Communication is a word that we often hear but rarely think about. We know it is important and we know we are supposed to do it on a daily basis (like brushing our teeth) but very few of us actually dedicated time and energy to the act of it. Communication becomes particularly important in business relationships, especially your relationship with your real estate agent. You would think a person that sells and buys real estate for individuals would know how to communicate effectively, but as of late, I am coming across many situations that show me that just is not true.
Recently, I had a showing in a popular community with hundreds of homes in the complex. At the gate of the community were over 50 lockboxes holding the keys to the various units that have been listed for sale. I was showing only 5 units that day, and had made contact with over 10 agents in the days preceding the showing day to set up appointments and let the agents know that I would be showing their listings. Of the over 10 phone calls and emails I made and sent, only 5 got back to me in time and 3 still have not contacted me (three weeks later). This was my first tip-off that perhaps these agents are not experts at communication.

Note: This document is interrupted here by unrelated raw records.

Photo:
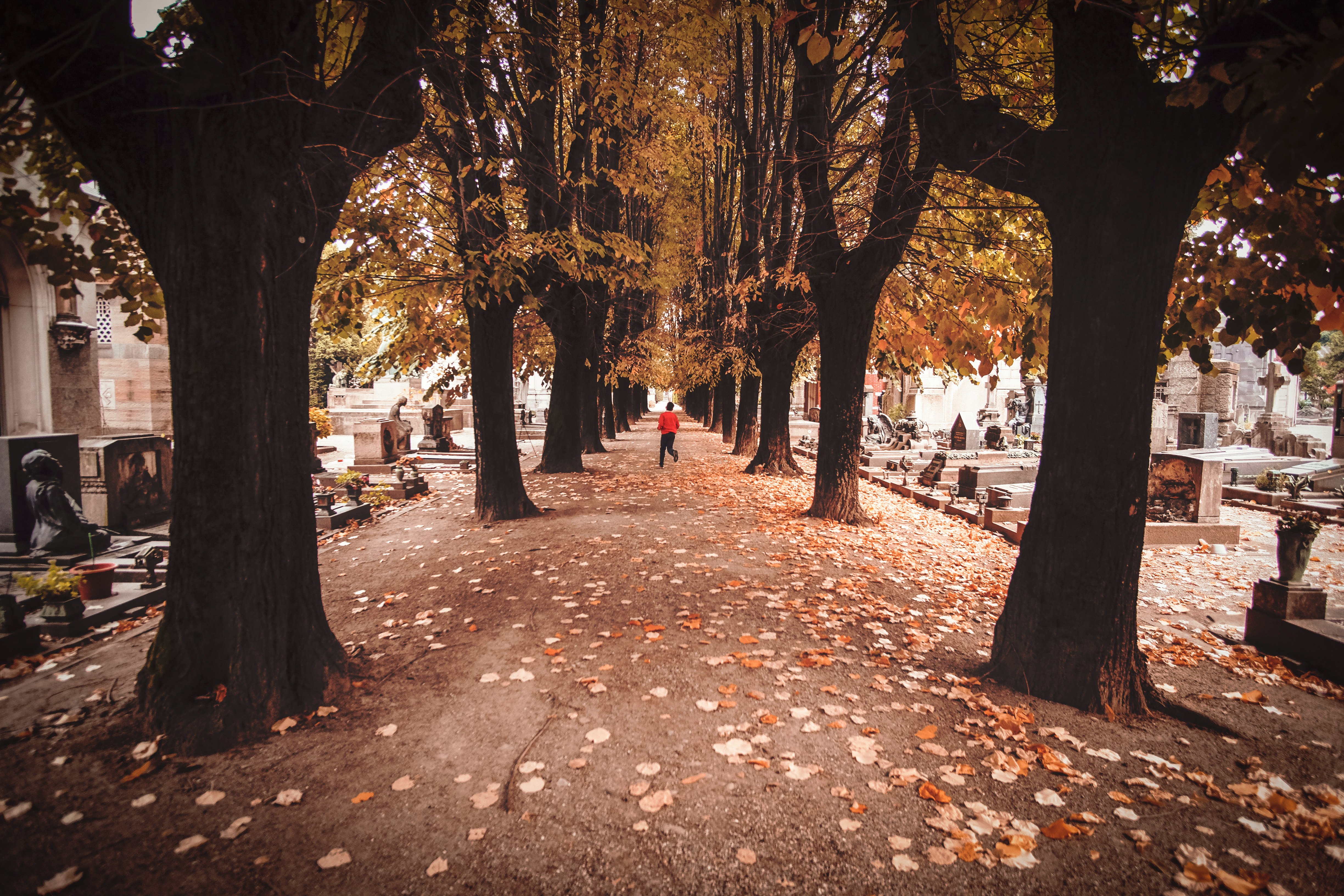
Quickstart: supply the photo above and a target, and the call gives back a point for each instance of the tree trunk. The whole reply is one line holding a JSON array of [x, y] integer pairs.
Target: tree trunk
[[1068, 632], [845, 323], [499, 476], [748, 430], [608, 410], [245, 612], [621, 404], [564, 448], [775, 453], [729, 398], [592, 411]]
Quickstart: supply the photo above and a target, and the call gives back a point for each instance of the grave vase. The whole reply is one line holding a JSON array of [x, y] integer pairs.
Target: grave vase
[[1295, 551]]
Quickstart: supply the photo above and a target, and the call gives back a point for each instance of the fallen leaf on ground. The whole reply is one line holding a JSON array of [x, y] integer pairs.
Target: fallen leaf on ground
[[940, 856], [61, 880], [335, 859], [239, 827], [929, 792], [1049, 799], [656, 801]]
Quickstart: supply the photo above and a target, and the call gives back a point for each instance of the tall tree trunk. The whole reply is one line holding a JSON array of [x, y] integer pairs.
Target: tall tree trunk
[[729, 398], [564, 448], [775, 450], [608, 410], [499, 476], [247, 611], [845, 322], [621, 404], [748, 429], [1069, 628]]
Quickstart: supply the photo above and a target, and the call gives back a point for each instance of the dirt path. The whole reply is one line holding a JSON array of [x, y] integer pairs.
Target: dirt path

Next, on showing day I arrived at the gate where the lockboxes were and proceeded to get the keys for the units I wanted to show. To my utter and absolutely disbelief, I found myself facing lockboxes with no indication of who the agent was or what the unit number was. There were some agents who had taped their business card to the lockbox or used a permanent marker (oddly enough) to write the unit number on the box – but the overwhelming majority were blank. I could not believe this. How does one think he/she can sell a listing if the showing agents and prospective buyers cannot gain access to the unit?! I made a few phone calls, only one of which was answered and finally opened the lockboxes and got the keys. Some of the boxes had multiple units’ keys in there with no labels, again! This pattern was beginning to alarm me and my clients finally arrived so I brushed it off and we began our tour.

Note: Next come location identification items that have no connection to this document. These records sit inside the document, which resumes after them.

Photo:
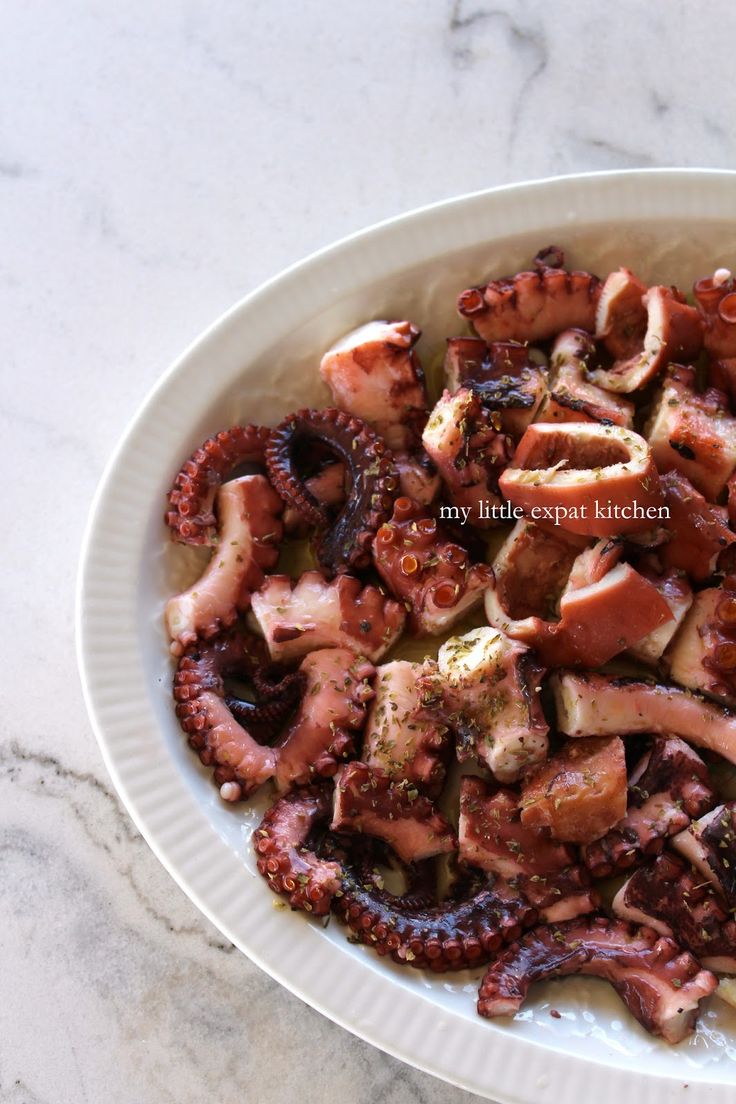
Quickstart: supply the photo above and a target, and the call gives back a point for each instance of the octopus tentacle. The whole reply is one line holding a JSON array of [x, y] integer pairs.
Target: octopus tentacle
[[249, 531], [604, 704], [492, 837], [311, 614], [191, 498], [672, 898], [667, 788], [703, 654], [400, 742], [284, 857], [343, 542], [571, 469], [241, 763], [660, 985], [469, 452], [369, 800], [374, 372], [533, 306], [693, 433], [452, 934], [330, 717], [643, 329], [423, 568]]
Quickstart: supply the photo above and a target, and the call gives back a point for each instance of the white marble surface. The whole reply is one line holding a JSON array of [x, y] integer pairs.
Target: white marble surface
[[157, 161]]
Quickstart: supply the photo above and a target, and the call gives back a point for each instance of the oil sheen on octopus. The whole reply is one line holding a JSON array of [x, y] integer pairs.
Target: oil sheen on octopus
[[486, 697]]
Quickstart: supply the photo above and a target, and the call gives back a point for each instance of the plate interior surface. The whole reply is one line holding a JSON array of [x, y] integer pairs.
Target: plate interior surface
[[256, 364]]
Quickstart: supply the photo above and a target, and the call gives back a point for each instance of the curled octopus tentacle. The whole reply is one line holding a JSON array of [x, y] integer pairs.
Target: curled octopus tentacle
[[344, 541], [191, 498], [284, 857], [212, 719], [456, 933]]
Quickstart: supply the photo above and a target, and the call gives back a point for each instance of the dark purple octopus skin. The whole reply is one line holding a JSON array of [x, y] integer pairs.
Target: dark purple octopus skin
[[191, 498], [672, 897], [672, 791], [342, 542], [457, 933], [660, 985], [214, 720], [283, 853]]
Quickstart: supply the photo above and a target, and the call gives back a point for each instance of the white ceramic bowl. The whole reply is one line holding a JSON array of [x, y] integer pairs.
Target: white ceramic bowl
[[255, 364]]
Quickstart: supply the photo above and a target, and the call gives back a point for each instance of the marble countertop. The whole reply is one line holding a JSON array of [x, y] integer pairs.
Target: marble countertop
[[157, 161]]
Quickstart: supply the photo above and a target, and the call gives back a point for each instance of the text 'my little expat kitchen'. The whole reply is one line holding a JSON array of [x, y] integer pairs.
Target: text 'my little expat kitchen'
[[607, 510]]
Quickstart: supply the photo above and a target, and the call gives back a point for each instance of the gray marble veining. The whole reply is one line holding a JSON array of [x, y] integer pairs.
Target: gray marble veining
[[157, 161]]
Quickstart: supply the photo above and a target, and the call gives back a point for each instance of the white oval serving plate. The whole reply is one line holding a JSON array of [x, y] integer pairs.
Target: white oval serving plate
[[256, 364]]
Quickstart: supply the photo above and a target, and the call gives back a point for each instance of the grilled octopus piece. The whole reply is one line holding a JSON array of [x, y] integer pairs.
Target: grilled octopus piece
[[605, 606], [644, 329], [492, 837], [572, 395], [693, 433], [191, 499], [660, 985], [533, 306], [668, 787], [710, 844], [469, 453], [464, 930], [214, 720], [370, 802], [699, 531], [400, 742], [374, 373], [311, 614], [716, 301], [595, 479], [327, 725], [427, 571], [672, 898], [703, 654], [284, 856], [579, 793], [249, 531], [344, 541], [603, 704], [486, 690]]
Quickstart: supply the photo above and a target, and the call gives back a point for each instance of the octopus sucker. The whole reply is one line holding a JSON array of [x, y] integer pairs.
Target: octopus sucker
[[241, 763], [532, 306], [342, 542], [249, 532], [462, 931], [283, 853], [567, 510], [668, 787], [660, 984], [191, 517], [423, 568], [313, 613], [671, 897]]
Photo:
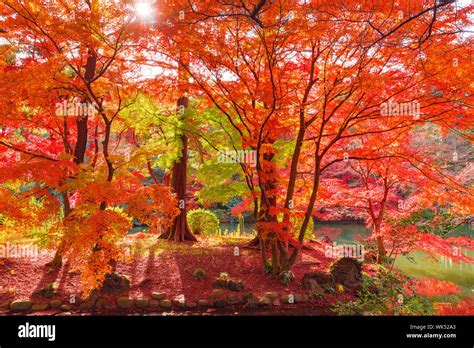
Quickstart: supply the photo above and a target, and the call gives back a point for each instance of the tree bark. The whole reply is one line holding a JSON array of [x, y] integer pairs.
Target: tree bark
[[179, 230]]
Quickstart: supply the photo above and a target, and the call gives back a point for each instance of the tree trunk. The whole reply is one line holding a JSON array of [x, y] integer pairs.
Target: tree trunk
[[179, 230], [381, 252], [79, 149]]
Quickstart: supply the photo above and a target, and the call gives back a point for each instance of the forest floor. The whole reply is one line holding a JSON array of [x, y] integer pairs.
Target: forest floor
[[154, 265]]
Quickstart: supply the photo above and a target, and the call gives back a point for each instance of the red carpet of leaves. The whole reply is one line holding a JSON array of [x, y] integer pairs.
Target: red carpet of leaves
[[168, 267], [431, 287]]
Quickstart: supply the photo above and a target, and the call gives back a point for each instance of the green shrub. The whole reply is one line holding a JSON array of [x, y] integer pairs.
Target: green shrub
[[385, 294], [202, 221], [297, 222], [199, 273]]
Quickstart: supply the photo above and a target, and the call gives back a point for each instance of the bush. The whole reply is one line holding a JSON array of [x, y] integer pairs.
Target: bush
[[202, 221], [199, 273], [297, 222], [386, 294]]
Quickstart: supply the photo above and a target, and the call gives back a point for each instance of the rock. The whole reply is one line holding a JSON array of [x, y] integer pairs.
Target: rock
[[40, 307], [203, 303], [314, 287], [217, 293], [235, 285], [115, 283], [142, 302], [86, 305], [47, 292], [158, 295], [271, 295], [298, 298], [324, 240], [220, 283], [191, 305], [288, 298], [99, 303], [233, 299], [110, 305], [179, 303], [55, 304], [347, 272], [250, 300], [20, 305], [232, 285], [313, 281], [165, 303], [125, 302], [220, 303]]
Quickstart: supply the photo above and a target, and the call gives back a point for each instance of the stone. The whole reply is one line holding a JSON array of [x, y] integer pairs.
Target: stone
[[191, 305], [317, 281], [347, 272], [220, 303], [99, 303], [40, 307], [86, 305], [179, 303], [233, 299], [125, 302], [232, 285], [203, 303], [298, 298], [115, 283], [165, 303], [110, 305], [288, 298], [142, 302], [271, 295], [48, 292], [20, 305], [158, 295], [324, 240], [250, 300], [217, 292], [235, 285], [220, 283], [55, 304]]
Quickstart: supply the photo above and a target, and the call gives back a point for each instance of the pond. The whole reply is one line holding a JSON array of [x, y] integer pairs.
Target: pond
[[416, 264]]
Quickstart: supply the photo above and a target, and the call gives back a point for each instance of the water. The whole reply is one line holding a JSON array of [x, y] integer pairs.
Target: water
[[416, 264]]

Now, I had made appointments and given courtesy notice that morning to all of the agents of the units I would be showing. Two of the units were vacant so that was no problem, but the last three still had people living in them. One family I felt particularly bad for, was trying to put their baby to sleep when I rang the doorbell and ended up with a crying infant because their agent had forgotten to tell them that their home would be shown today (by appointment!). Another lady had just gotten out of the shower and was more than shocked and surprised that anyone had made an appointment to see her home.

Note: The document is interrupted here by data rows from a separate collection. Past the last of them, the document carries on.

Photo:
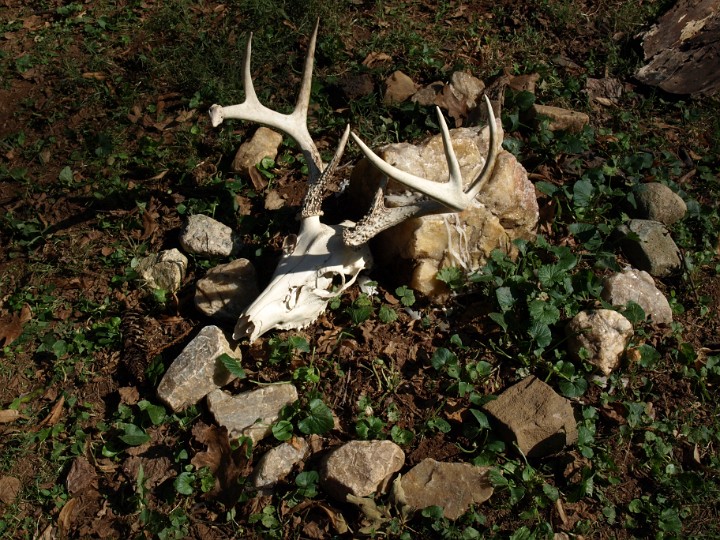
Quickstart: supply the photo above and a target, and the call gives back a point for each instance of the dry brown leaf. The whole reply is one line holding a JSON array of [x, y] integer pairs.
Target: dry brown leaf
[[55, 414], [65, 518], [9, 489], [8, 415], [11, 326], [95, 75], [375, 59], [81, 476], [218, 458]]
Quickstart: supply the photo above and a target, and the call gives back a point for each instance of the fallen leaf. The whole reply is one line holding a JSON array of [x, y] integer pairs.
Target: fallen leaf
[[55, 414], [374, 59], [8, 415], [81, 476], [11, 326], [219, 459], [95, 75], [65, 518], [9, 489]]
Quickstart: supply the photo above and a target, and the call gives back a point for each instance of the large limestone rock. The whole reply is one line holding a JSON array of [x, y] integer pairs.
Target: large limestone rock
[[534, 417], [164, 270], [251, 414], [603, 334], [657, 202], [416, 249], [683, 49], [277, 463], [453, 486], [227, 289], [207, 237], [637, 286], [648, 246], [360, 468], [197, 370], [264, 143]]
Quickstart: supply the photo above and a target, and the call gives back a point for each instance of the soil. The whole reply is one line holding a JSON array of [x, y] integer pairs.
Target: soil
[[65, 249]]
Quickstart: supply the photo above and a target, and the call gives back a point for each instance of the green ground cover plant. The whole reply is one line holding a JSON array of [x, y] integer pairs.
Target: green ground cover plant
[[105, 147]]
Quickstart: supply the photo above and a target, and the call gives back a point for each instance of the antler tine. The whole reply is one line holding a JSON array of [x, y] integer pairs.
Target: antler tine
[[312, 204], [293, 124], [452, 194], [445, 197]]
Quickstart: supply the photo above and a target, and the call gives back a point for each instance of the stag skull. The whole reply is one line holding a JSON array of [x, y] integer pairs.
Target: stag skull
[[316, 266], [321, 261]]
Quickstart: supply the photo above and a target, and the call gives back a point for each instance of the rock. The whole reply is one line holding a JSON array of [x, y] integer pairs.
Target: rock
[[605, 91], [561, 119], [427, 95], [227, 289], [251, 414], [398, 88], [683, 49], [649, 246], [467, 88], [277, 463], [274, 201], [418, 248], [534, 417], [360, 468], [603, 333], [657, 202], [197, 370], [453, 486], [207, 237], [264, 143], [637, 286], [164, 270]]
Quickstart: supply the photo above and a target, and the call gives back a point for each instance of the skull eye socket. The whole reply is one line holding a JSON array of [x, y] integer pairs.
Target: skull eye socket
[[289, 244]]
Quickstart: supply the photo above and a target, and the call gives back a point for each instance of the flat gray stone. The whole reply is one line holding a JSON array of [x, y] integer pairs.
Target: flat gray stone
[[657, 202], [197, 370], [277, 463], [603, 334], [360, 468], [534, 417], [637, 286], [207, 237], [649, 246], [164, 270], [251, 414], [227, 289], [453, 486]]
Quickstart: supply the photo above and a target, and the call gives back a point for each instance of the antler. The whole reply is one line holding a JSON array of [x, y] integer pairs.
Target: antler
[[293, 125], [450, 196]]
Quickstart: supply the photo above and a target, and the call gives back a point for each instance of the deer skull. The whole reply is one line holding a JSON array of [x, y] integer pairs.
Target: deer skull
[[323, 260], [316, 267]]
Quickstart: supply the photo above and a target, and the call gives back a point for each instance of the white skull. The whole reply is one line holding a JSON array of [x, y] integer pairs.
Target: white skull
[[316, 267]]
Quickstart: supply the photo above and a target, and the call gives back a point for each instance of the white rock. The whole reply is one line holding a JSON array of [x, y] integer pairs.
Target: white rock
[[227, 289], [277, 463], [453, 486], [264, 143], [603, 333], [197, 370], [251, 414], [360, 468], [637, 286], [207, 237], [506, 209], [536, 418], [164, 270]]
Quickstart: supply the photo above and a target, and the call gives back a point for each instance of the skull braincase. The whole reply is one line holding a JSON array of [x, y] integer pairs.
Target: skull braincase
[[316, 267]]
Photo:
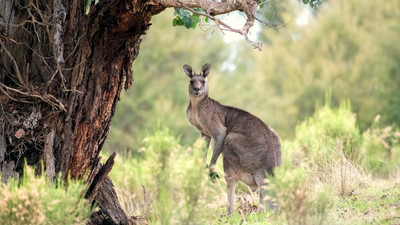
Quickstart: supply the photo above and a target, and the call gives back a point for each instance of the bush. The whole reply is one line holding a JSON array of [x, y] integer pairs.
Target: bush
[[169, 185], [36, 200], [299, 202], [381, 150], [327, 146]]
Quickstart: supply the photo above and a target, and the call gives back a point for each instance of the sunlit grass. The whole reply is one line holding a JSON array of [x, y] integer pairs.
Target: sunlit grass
[[323, 180]]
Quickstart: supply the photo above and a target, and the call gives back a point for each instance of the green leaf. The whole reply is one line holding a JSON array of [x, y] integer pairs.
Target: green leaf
[[187, 22]]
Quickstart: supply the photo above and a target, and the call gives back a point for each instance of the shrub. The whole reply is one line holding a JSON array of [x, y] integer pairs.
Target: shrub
[[169, 185], [327, 146], [299, 202], [381, 149], [36, 200]]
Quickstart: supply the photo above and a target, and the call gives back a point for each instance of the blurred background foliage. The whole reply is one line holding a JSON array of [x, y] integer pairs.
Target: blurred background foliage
[[342, 46]]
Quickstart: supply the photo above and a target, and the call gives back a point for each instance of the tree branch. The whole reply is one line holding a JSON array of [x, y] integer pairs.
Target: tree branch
[[213, 8]]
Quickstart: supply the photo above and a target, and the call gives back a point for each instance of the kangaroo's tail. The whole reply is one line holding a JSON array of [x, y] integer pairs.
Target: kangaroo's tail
[[278, 153]]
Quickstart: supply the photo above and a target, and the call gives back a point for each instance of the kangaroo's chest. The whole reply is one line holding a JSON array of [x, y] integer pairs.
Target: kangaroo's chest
[[195, 119]]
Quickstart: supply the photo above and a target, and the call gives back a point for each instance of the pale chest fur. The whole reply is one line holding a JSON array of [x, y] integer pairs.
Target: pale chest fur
[[194, 119]]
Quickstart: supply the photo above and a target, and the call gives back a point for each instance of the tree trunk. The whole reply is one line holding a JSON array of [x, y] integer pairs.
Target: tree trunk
[[62, 69]]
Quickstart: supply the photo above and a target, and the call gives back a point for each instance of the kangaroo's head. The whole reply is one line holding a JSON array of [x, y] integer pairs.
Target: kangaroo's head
[[198, 83]]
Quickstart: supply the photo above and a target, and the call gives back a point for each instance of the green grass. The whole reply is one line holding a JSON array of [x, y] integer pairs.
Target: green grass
[[33, 200], [326, 178]]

I write this today to let all you prospective sellers and buyers know to ask your agent about these things and be aware that although you may think your agent is a key communicator, he or she may not be. A communicative and professional agent would have let his or her clients not only know that someone was coming by to see the unit but would also conduct himself/herself in such a professional manner as to make it easy and stress-free for a prospective buyer to want to purchase the home. In this unique market, and in the aftermath of the mortgage crisis, we as real estate agents should work towards reviving the professionalism and integrity of our industry so that we can do our part in this nation’s recovery. Recovery starts with one person who changes the image of the unprofessional and shady real estate professional in the mind of just one client who then changes the mind of another and so on.